In the history of art, you can see a painting that is two-dimensional, or a sculpture that is three-dimensional. Do you think that with works that you have done like Green River or the Weather Project, you have changed the way that people perceive contemporary art?

See, I'm an artist who has worked within a certain period of time, which lies in a bigger period of time, which lies in... And I normally don't consider myself as a particular person within that time in which we live. I have made my best effort to contribute, and I'm very grateful for the chances I've had to be a part of a discussion. So, what we could call, should I say, art and such, for me is more like dialogue. And I've been able to speak in that dialogue thanks to many other people. I'm a part of a system, I'm a part of a network, I'm a part of something. And sometimes I've said some things which were more precise, and sometimes I've said some things which were imprecise.

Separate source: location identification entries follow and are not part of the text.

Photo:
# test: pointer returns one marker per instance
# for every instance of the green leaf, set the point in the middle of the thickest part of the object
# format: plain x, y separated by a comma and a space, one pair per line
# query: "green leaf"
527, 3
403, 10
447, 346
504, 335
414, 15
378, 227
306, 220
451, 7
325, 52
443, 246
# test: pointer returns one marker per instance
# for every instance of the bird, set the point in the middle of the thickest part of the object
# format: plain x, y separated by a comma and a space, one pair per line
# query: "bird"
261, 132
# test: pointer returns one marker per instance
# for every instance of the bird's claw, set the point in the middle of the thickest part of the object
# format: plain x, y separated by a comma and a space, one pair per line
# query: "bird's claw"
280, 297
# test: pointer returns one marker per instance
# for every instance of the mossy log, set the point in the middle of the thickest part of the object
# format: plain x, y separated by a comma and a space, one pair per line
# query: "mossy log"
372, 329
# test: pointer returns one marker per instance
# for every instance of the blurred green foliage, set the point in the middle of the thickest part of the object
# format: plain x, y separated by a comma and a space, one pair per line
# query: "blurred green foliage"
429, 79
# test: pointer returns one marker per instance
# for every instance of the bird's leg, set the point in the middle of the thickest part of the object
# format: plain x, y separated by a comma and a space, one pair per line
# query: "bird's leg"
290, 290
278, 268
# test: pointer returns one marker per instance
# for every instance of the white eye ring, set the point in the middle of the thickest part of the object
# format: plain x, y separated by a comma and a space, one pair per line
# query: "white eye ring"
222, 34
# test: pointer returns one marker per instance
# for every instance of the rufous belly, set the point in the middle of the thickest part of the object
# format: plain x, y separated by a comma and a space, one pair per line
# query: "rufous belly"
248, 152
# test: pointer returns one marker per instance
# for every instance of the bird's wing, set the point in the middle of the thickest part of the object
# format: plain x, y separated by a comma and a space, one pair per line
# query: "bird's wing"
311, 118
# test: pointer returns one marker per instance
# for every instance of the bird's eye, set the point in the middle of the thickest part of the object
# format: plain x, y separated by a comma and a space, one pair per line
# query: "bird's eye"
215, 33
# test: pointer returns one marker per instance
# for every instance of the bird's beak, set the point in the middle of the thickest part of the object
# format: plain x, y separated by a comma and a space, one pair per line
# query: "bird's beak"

Often it turns out that what was imprecise later became precise, and what was precise in the moment just kind of lost precision. So, it's more complex, and I'm actually more interested in being an artist. It's also being a part of society as a civic person. It's about trying to somehow balance out how do I, as a participant in a bigger system, also address the quality of the system as such and not of the one person. And the system in this particular case is the art world, we could call it. The art world is inside of the culture system, the culture sector, with theater, literature, and dance. Culture is a big thing. Culture is even questions about faith also, in some cases. You could take that in if you want, I normally don't. But you know, so culture in society is big, it's probably bigger than the car industry. So, think of that, there's more labor, there's more jobs, there's more economical turnover in culture than in many other sectors in society. See now, culture is a part of the civic sector, private sector, public sector. The civic sector is us, it's the people. The civic sector is also where we are, and in the civic sector, I would like to state we have universities, education could be there, right? So, it's public or not public, or private. But this is what I want to somehow say, in the culture sector, I'm a protagonist, I'm an ambassador, I'm a participant, I'm a co-creator, I'm a colleague, and I'm a believer in culture and art. And that comes with some responsibility. So, I try to take that very seriously without being egoistic, but also to be very focused on hosting other ideas and not be othering. That's not easy because I'm a Western European, we are the world champions in othering, right? So here we are in a situation where I am trying to be conscious of the potential for being the best version of myself. And that I think is where I hope to be able to contribute. To participate in a voice where we can say culture is what we, I think, can call our common space. It's where we come from, it's what we identify with and what we believe in, but it's also our ability to change that. We don't come from a place, we come from an idea of a place. And if that's the case, we can also change, even the past we can change. We can be more honest about it primarily, because we tend to forget what is liberating to forget.